Ethan’s eyes were cold now. “And you failed faster and more completely than even I expected.”
I could hear my own pulse in my ears.
Cole looked at me as if seeing me for the first time and the last time all at once.
Ethan took one more step forward.
“She cried in bathrooms because of you,” he said. “She heard you call her disgusting. She watched you choose another woman over her again and again.
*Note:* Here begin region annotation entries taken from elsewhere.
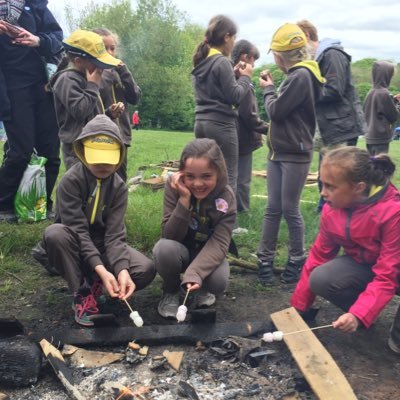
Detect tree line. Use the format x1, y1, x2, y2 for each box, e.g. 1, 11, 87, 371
66, 0, 400, 131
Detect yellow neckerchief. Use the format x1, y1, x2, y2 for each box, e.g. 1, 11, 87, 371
207, 47, 222, 58
90, 179, 101, 225
368, 185, 383, 198
111, 84, 121, 130
289, 60, 326, 83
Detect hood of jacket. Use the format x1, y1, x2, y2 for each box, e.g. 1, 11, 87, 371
73, 114, 126, 169
50, 66, 86, 89
25, 0, 49, 10
315, 38, 351, 62
289, 60, 326, 83
372, 61, 394, 89
192, 52, 225, 82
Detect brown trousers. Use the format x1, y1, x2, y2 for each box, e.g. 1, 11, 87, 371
43, 224, 155, 294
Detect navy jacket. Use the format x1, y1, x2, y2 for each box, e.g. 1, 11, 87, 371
0, 0, 63, 120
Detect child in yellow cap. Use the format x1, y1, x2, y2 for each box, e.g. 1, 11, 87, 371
257, 24, 325, 284
93, 28, 142, 181
50, 30, 125, 169
33, 114, 155, 326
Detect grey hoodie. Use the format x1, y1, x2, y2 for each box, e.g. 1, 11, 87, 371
55, 115, 130, 275
364, 61, 400, 144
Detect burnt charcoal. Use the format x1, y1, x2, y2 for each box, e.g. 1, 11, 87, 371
178, 381, 200, 400
0, 336, 42, 387
149, 357, 167, 371
125, 348, 146, 364
210, 339, 240, 359
246, 348, 276, 368
0, 318, 24, 339
243, 383, 262, 397
294, 376, 311, 393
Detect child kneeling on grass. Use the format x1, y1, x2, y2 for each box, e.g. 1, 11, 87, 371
291, 146, 400, 353
153, 139, 236, 318
35, 114, 155, 326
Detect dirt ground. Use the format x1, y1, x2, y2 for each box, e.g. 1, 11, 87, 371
0, 267, 400, 400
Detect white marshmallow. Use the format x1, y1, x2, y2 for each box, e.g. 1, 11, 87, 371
272, 331, 283, 342
129, 311, 143, 328
176, 304, 187, 322
262, 332, 274, 343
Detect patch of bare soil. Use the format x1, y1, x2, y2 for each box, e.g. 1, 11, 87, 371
0, 269, 400, 400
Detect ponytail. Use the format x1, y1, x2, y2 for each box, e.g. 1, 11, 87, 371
322, 146, 396, 190
370, 154, 396, 185
193, 39, 210, 67
193, 15, 237, 67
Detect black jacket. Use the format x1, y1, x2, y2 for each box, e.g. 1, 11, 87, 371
0, 0, 63, 120
238, 84, 268, 155
316, 44, 367, 145
192, 54, 251, 122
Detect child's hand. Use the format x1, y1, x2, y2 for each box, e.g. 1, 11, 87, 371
332, 313, 360, 333
186, 283, 200, 292
110, 101, 125, 119
171, 171, 192, 208
118, 269, 136, 300
94, 265, 120, 297
8, 26, 40, 47
235, 61, 253, 78
259, 69, 274, 88
86, 68, 103, 86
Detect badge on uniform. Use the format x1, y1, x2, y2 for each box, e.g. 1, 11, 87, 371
215, 199, 229, 214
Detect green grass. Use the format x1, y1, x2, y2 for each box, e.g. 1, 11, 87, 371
0, 130, 400, 303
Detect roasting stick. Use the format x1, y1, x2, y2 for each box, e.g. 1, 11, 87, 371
176, 289, 190, 322
182, 289, 190, 305
284, 324, 333, 336
123, 299, 143, 328
262, 324, 333, 343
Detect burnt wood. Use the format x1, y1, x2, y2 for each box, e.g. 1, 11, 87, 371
31, 321, 272, 346
0, 336, 42, 387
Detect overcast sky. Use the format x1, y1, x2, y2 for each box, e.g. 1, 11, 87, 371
49, 0, 400, 63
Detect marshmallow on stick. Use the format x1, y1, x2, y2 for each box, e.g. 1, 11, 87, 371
124, 299, 143, 328
176, 289, 190, 322
262, 324, 332, 343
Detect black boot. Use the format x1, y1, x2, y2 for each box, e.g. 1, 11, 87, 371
258, 260, 274, 285
388, 306, 400, 354
281, 258, 306, 283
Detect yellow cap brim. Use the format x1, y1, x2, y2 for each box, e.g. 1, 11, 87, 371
83, 146, 121, 165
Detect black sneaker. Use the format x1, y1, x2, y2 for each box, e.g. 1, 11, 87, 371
258, 260, 274, 285
281, 259, 306, 283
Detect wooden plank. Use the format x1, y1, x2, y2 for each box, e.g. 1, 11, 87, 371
30, 321, 272, 346
39, 339, 85, 400
271, 307, 357, 400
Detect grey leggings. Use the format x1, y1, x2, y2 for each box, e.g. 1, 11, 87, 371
194, 119, 239, 193
310, 256, 400, 340
310, 256, 374, 312
257, 160, 310, 261
153, 239, 229, 295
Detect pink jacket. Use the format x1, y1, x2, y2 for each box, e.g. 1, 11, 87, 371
290, 184, 400, 328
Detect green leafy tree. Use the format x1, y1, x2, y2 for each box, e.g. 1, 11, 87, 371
68, 0, 203, 130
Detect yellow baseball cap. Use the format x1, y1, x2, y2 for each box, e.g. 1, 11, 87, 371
63, 29, 121, 69
270, 23, 307, 51
82, 135, 121, 165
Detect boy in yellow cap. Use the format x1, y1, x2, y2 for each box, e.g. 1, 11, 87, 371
257, 24, 325, 284
50, 29, 125, 169
33, 114, 155, 326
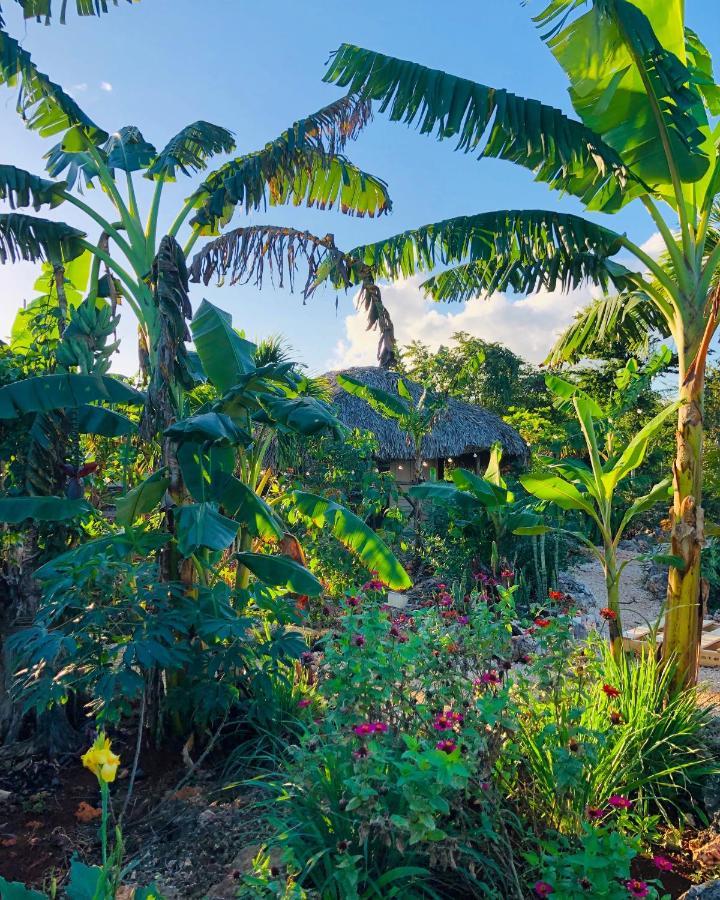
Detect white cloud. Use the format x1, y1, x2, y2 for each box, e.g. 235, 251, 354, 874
329, 278, 595, 369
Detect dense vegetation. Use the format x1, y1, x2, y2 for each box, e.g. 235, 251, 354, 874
0, 0, 720, 900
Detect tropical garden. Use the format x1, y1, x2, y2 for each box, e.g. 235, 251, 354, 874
0, 0, 720, 900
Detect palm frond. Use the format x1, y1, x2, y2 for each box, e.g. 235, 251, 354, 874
0, 165, 67, 210
0, 213, 85, 265
145, 121, 235, 181
191, 96, 391, 235
325, 44, 645, 211
545, 291, 668, 366
0, 0, 140, 27
0, 30, 107, 143
348, 210, 630, 290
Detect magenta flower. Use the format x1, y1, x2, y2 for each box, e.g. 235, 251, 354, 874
353, 722, 375, 737
653, 856, 673, 872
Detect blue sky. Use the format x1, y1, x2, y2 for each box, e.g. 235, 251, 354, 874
0, 0, 720, 372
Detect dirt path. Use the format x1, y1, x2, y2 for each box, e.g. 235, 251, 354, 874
568, 550, 720, 694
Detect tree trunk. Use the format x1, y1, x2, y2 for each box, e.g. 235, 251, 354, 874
662, 370, 705, 687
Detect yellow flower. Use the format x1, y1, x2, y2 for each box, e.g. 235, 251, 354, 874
81, 731, 120, 781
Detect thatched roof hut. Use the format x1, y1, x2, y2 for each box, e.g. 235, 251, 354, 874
325, 366, 528, 483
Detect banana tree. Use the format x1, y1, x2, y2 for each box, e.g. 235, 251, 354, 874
0, 24, 390, 405
515, 376, 680, 659
117, 301, 410, 595
306, 0, 720, 683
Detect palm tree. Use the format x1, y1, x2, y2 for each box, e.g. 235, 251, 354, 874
193, 0, 720, 683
And after all that, you still think the real betrayal here is that she didn’t let you keep judging her by the wrong face.”
Cole’s lips parted, but no sound came out.
His expression was almost unbearable to look at now.
Shock. Regret. Horror. And under all of it, something that might have been grief if he had earned the right to feel it.
I took a slow breath.
“Cole,” I said, and the sound of his name in my mouth made him flinch, “you never loved me. You loved what being with me cost you least. You loved what made you look noble. You loved what made you feel rebellious. Then, when I stopped serving those purposes, you discarded me.”
I touched my own cheek lightly.
“This face was never the point. The ugly makeup was never the point. The point is that whether I looked like this or not, I was still me. And you never once chose me.”
His eyes filled.
I felt nothing.
Security finally moved in.
This time, Cole didn’t fight them.
He let them take him.
As he was dragged toward the doors, he twisted around once and looked at me with a desperation so raw it almost made him look younger.
“Ava,” he choked out. “I was wrong.”
I looked at him for one final second.
Then I turned back to Ethan.
The doors closed behind Cole.
The room stayed silent for half a breath longer.
Then Ethan lifted my hand and pressed the ring into place with fingers that trembled just slightly.
“I’m sorry,” he murmured.
I shook my head.
“No,” I whispered back. “Now it’s perfect.”